Seeking To Avoid A “Fractured Internet” Google Pulls Out Of Kazakhstan
In the words of Borat, the fictional Kazakh journalist and alter-ego of comedian Sasha Baron Cohen, the government of Kazakhstan is not being “very nice” to the internet. The autocratic government of President Nursultan Nazarbayev has been for the past several years seeking to assert more control over the internet and online content available to […]
In the words of Borat, the fictional Kazakh journalist and alter-ego of comedian Sasha Baron Cohen, the government of Kazakhstan is not being “very nice” to the internet. The autocratic government of President Nursultan Nazarbayev has been for the past several years seeking to assert more control over the internet and online content available to Kazakh citizens.

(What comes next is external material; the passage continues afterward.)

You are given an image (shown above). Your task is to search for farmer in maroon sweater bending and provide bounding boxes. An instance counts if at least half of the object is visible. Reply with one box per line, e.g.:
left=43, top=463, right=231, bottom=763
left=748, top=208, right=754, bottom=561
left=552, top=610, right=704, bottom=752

It recently issued an order that all internet traffic with “.kz” domain names had to be routed through servers within the country. Google isn’t having any of it and said that it would no longer operate Google.kz:
Last month, the Kazakhstan Network Information Centre notified us of an order issued by the Ministry of Communications and Information in Kazakhstan that requires all .kz domain names, such as google.kz, to operate on physical servers within the borders of that country . . . If we were to operate google.kz only via servers located inside Kazakhstan, we would be helping to create a fractured Internet. So we have decided to redirect users that visit google.kz to google.com in Kazakh.

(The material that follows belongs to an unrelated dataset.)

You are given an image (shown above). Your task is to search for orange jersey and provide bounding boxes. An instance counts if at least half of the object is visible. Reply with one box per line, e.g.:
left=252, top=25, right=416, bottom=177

Google could also simply redirect people to Google.ru given that more Kazakh citizens speak Russian than the official language of the country Kazakh.

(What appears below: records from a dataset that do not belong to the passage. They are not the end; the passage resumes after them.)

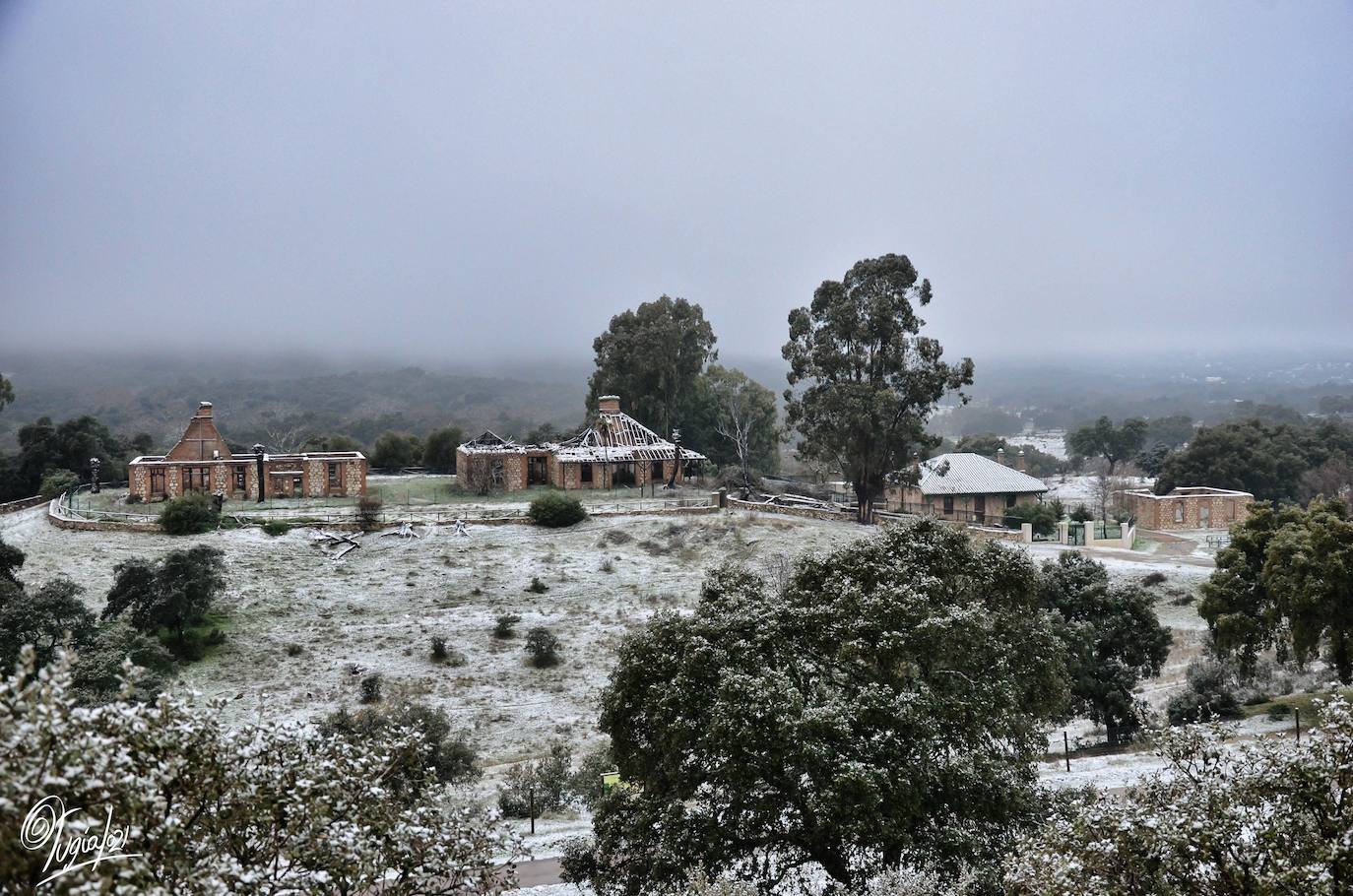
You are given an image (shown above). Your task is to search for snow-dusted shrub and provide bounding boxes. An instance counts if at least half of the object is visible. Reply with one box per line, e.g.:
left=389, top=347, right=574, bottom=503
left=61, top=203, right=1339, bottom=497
left=357, top=672, right=381, bottom=702
left=0, top=650, right=518, bottom=896
left=160, top=491, right=221, bottom=535
left=524, top=625, right=558, bottom=669
left=526, top=491, right=587, bottom=529
left=319, top=702, right=481, bottom=798
left=498, top=740, right=574, bottom=819
left=1006, top=697, right=1353, bottom=896
left=37, top=470, right=80, bottom=498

As more authoritarian governments look around the world and see the “destabilizing” role the internet has played in the “Arab spring” and other democratic political uprisings, more will seek to assert control in one form or another over online content and communication or organizing tools available to their citizenry. China is Google’s most visible and formidable opponent on the matter of free speech online.
Google publishes a “censorship map” (transparency report) that reflects and logs official requests for removal of information from Google’s index in that country. Ironically Kazakhstan has only 10 requests vs. more than 4,000 from the US during the same period.